In [premade_estimator.py](https://github.com/tensorflow/models/blob/master/samples/core/get_started/premade_estimator.py)
we retrieved the Iris data using the iris_data.load_data()
function. You can run it, and unpack the results as follows:
import iris_data
# Fetch the data
train, test = iris_data.load_data()
features, labels = train
Then we passed this data to the input function, with a line similar to this:
batch_size=100
iris_data.train_input_fn(features, labels, batch_size)
Let’s walk through the train_input_fn()
.
Slices
In the simplest cases, [tf.data.Dataset.from_tensor_slices](https://www.tensorflow.org/api_docs/python/tf/data/Dataset#from_tensor_slices)
function takes an array and returns a [tf.data.Dataset](https://www.tensorflow.org/api_docs/python/tf/data/Dataset)
representing slices of the array. For example, an array containing the mnist training data has a shape of (60000, 28, 28)
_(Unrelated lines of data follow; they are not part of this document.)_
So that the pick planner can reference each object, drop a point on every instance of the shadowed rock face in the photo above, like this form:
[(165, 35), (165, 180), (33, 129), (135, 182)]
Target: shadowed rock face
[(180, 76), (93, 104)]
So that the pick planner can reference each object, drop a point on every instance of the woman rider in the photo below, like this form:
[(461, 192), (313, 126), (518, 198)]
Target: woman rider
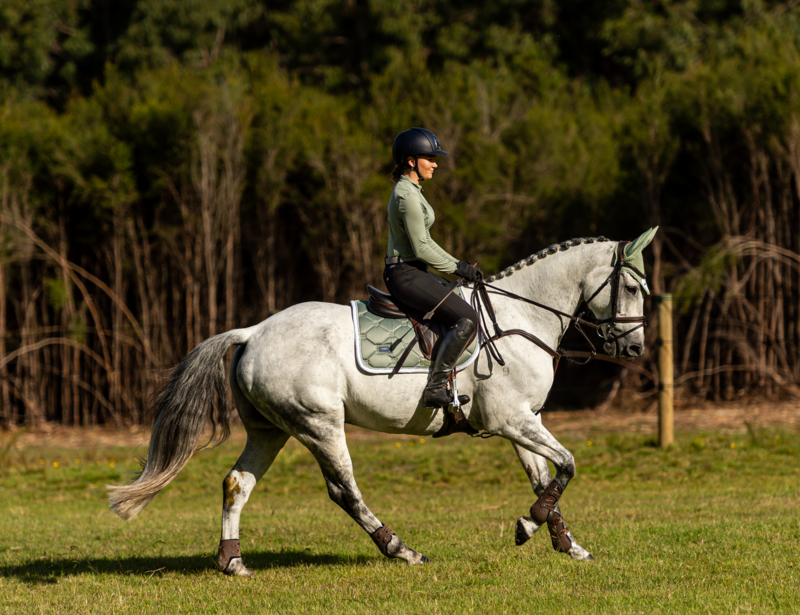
[(412, 250)]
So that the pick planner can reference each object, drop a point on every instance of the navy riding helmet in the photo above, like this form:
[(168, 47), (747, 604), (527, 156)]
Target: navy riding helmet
[(413, 143)]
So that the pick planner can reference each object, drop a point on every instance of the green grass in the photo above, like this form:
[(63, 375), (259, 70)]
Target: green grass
[(708, 525)]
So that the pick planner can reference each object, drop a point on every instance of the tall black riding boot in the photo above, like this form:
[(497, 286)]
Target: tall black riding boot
[(451, 347)]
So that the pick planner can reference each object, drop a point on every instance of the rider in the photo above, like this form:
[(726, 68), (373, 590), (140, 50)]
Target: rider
[(411, 251)]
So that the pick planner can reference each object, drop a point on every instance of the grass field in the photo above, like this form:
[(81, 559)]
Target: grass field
[(709, 525)]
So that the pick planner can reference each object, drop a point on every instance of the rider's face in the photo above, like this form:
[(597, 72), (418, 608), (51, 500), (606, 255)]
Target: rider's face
[(427, 164)]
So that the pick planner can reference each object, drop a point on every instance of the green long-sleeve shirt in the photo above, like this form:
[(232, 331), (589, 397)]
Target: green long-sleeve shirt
[(410, 220)]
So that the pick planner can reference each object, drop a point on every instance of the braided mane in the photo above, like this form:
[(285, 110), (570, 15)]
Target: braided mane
[(556, 247)]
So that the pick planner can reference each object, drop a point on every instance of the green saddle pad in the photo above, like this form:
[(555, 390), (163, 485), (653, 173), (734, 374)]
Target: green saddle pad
[(380, 342)]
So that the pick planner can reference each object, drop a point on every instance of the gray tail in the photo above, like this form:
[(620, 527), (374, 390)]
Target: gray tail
[(195, 394)]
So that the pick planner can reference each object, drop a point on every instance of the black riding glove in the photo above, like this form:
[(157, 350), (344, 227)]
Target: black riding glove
[(468, 272)]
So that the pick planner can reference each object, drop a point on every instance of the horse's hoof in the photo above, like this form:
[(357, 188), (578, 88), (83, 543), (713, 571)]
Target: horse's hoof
[(236, 568), (524, 530), (419, 561)]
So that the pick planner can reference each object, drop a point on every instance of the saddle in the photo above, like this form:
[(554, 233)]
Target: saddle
[(427, 332)]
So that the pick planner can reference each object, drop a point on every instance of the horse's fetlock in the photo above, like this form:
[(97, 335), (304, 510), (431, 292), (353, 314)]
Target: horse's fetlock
[(567, 470)]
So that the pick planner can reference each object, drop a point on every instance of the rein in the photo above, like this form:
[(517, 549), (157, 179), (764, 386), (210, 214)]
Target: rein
[(482, 305)]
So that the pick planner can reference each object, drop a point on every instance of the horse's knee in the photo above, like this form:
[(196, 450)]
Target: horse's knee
[(566, 468)]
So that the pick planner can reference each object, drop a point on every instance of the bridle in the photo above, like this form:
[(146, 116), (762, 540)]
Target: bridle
[(614, 280), (482, 305)]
. Passing this to from_tensor_slices
returns a Dataset
object containing 60000 slices, each one a 28x28 image.
The code that returns this Dataset
is as follows:
train, test = tf.keras.datasets.mnist.load_data()
mnist_x, mnist_y = train
mnist_ds = tf.data.Dataset.from_tensor_slices(mnist_x)
print(mnist_ds)
This will print the following line, showing the shapes and types of the items in the dataset. Note that the dataset does not know how many items it contains.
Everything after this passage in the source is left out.